Clac clac clacC'est le bruit que font tes talons sur le béton de la ruelle. Tu es belle. Tu le sais. Et c'est ça qui fait toute la différence. Mais tu n'en abuses pas.
Un homme t'apostrophe, tu ne te retournes pas, il ne vaut mieux pas. C'est mauvais signe, très mauvais signe ce qui vient de se produire.Tu accélères l'allure, tu trembles un peu, mais pas tant que ça. Soudainement, une lourde main s'abbat sur ton épaule. Tu fais volte face, paniquée.
Tu le vois. Son visage menaçant t'observe. Tu imagines alors tes tas de sénarios différents, tous plus sordides les un que les autres.
Pourquoi t'acoste-t-il ainsi ? Que te veut-il ? Il s'imagine quoi ? Que tu fais le trottoire ?
Si il te demande ça, tu le gifles immédiatement ! Compris ?
Et s'il voulait abuser de toi ? Tu t'affoles à cette pensée, mais tu es pétrifiée sur place, incapabe de bouger, de faire le moindre mouvement et puis il y a sa grosse main puissante qui t'appuie sur l'épaule et qui t'empêche de te dégager.

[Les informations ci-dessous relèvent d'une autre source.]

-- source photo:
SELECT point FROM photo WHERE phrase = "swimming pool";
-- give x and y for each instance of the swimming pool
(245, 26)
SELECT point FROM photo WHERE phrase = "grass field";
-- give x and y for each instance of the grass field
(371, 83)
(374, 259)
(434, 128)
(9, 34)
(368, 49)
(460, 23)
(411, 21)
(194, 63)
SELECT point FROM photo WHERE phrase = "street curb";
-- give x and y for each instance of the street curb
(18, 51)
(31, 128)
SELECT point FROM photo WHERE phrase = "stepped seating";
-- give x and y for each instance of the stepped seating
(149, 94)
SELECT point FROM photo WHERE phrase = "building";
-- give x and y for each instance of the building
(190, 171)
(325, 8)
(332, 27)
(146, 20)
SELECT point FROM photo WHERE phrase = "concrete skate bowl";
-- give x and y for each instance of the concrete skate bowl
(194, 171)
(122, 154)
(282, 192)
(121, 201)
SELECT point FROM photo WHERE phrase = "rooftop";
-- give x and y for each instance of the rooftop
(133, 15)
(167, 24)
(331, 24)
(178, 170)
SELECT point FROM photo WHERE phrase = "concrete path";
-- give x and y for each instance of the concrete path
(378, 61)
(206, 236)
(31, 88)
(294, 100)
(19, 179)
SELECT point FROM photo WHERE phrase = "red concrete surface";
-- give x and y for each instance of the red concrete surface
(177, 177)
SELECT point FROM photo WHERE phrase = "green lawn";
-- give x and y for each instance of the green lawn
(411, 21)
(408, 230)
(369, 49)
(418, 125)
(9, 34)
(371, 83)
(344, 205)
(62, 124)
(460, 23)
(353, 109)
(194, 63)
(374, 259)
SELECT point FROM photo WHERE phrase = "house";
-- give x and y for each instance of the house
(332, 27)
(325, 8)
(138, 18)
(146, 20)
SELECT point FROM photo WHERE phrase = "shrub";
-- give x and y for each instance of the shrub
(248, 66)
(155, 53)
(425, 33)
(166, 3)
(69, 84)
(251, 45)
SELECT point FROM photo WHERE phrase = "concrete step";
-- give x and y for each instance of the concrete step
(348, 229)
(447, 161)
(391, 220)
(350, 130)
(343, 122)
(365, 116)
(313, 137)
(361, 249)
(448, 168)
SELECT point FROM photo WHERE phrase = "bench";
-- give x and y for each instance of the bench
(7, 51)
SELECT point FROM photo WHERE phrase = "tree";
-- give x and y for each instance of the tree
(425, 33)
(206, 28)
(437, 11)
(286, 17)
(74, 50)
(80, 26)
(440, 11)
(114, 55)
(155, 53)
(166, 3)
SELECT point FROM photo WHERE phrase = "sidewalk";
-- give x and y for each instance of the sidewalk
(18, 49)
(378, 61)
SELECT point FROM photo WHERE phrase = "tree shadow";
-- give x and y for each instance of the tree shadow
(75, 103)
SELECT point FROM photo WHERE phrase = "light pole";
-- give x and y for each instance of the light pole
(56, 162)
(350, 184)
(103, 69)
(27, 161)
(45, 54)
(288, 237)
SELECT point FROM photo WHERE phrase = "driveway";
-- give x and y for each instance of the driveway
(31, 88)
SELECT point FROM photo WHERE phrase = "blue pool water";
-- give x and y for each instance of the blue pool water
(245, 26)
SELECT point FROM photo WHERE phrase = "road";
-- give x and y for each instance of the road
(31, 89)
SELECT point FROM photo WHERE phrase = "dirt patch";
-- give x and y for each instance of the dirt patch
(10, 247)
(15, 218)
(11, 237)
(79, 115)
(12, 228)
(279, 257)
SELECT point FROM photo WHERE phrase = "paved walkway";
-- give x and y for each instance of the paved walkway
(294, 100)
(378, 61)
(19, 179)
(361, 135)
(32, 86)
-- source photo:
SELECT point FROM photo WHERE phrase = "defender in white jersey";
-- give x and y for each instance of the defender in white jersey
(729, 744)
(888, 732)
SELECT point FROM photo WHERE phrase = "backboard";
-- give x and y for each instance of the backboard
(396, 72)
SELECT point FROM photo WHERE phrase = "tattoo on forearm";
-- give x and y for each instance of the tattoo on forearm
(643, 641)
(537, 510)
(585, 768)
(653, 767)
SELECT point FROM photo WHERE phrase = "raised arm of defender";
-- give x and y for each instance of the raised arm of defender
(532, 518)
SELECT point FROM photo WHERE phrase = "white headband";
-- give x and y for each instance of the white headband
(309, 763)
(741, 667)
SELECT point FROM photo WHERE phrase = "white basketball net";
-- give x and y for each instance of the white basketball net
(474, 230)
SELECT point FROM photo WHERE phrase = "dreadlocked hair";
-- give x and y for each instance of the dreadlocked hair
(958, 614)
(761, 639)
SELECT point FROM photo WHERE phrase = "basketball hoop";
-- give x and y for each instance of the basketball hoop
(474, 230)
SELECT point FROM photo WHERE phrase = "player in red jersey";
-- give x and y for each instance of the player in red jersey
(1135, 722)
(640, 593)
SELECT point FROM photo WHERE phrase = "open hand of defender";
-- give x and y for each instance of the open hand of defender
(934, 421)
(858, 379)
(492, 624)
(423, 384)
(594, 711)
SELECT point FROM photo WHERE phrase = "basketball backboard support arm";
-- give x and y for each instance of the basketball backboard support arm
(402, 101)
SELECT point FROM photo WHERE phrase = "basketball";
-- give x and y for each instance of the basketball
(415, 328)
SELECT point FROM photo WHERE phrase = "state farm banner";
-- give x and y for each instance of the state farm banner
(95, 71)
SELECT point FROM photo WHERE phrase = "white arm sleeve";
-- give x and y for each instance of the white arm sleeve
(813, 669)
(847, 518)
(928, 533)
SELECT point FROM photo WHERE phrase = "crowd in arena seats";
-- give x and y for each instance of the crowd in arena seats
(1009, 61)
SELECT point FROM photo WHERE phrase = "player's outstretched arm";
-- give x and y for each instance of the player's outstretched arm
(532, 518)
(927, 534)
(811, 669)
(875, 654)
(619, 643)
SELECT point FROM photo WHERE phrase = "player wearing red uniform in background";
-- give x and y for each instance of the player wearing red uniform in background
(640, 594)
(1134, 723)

Si c'était le cas, comment s'enfuir ? Comment riposter ? Tu ne fais pas le poids contre cet individu, il pourrait te briser en deux... si facilement en plus Tu as vu ses bras, on aurait dit qu'il les avait gonflé à l'air, et que si l'on plantait une aiguille dedans, ils allaient se dégonfler. Crier ? Hurler ? Appeler de l'aide, dans ce coin désert ? Il t'étoufferait probablement.
Que faire alors ?
Attendre, c'est tout.
Tu verra bien ce qui va se passer.
Il plisse les yeux. Pourquoi ? Arrêtes de paniquer ! Il t'observe c'est tout. Il est peut-être juste curieux... ? Non, certainement pas, c'est impossible. Il réfléchis au meilleur moyen de te piéger.
Mais tu deviens complètement paranoïaque ma pauvre ! Cesse ça immédiatement ! Il s'apprête à sortir quelque chose de sa poche... Un couteau ? Un revolver ? Pour te tuer ? Pour te menacer et faire en sorte que tu éxécute tous ce qu'il voudra ? Tais-toi imbécile ! Il tien dans sa main un portefeuille. Tu es scandalisée ! Quoi ?! Il voulait te payer ! Te payer pour, pour... Aahgrr !
Tu lui jettes un regard mauvais, remplis de haine.
- M'zelle, commence-t-il de sa grosse voix, j'ai trouvé ça par terre, là-bas, annonce-t-il en montrant du regard cinq mètre plus loin. J'ai pensé que ça pouvait être à vous.
Tu le regardes, stupéfaite, surprise, confuse, honteuse d'avoir pu penser de telles choses ! Tu reconnais ton portefeuille en cuir vernis. C'est bien le tien. Il aurait pu te le voler, ne pas se soucier à qui il appartanait et garder l'argent pour lui. Et au lieu de ça, il essaie de retrouver son propriétaire.
- Oh, oui, c'est à moi.
Il te tend ton bien. Tu le saisis. Tes doigts trembles comme jamais.
- Merci, ajoutes tu. C'est très aimable à vous.